Advantage #2. Reduced income taxes. You don’t pay taxes on roughly two‑thirds of your monthly check, depending on your contract and your age. If you’re in a 28% tax bracket, for example, and your monthly annuity check is $400, you’d pay taxes on just $130. So all you’d owe Uncle Sam each month is about $36. (However, in some states you may have to pay premium taxes.)
Advantage #3. Favorable monthly income compared to CDs. Assume a 70‑year widow in the 28% tax bracket invests in a $50,000, 5‑year CD yielding 5%. She makes about $2,500 per year in interest, leaving about $1,800 in after‑tax income.
By contrast, if she bought a $50,000 immediate “10‑year certain and life” annuity, she could get a check for roughly $385 a month, or $4,620 a year. This includes both interest and principal. The interest portion is $143, which after taxes, gives her $103 per month or $1,236 per year. Adding in the principal portion, the total money she receives comes to $345 month or $4,140 a year. That’s a cash flow of 8.3% even after taxes.

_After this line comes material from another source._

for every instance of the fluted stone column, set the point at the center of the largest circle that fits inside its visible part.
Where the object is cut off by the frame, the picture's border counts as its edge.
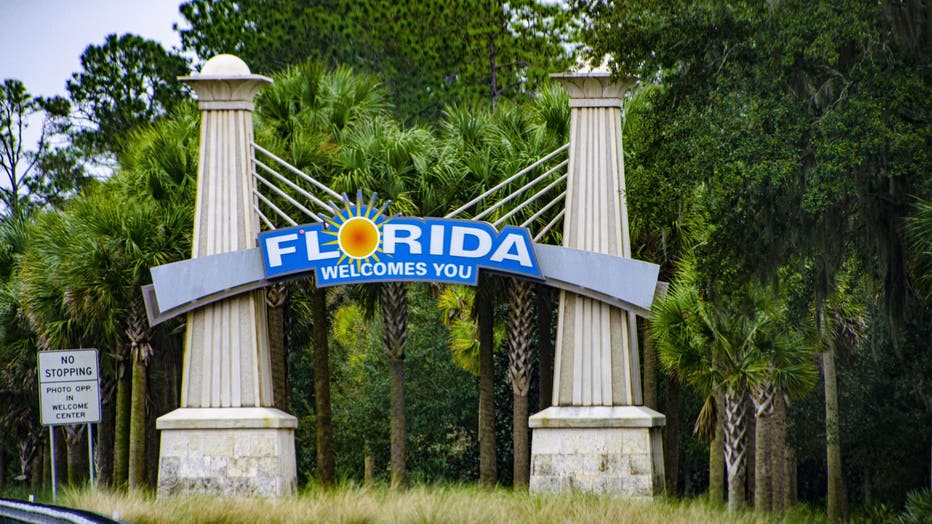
(226, 437)
(597, 436)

Advantage #4. Annuity income for a lifetime.With other investments that pay out principal as well as interest (like a Ginnie Mae bond, for example), when you deplete your capital, the checks stop coming. But with an immediate annuity, because of the insurance aspect, the payout of principal does not result in a cut‑off of your monthly checks. You continue to receive the checks for the rest of your life.Remember: The insurance company — which bases payouts on average life expectancies and the earnings on its investment portfolio — is, in effect, betting that the funds paid in will cover all the funds paid out. That’s why it’s so important to buy annuities from strong companies that can back up their promises with their own reserves if they miscalculate their earnings or their liabilities.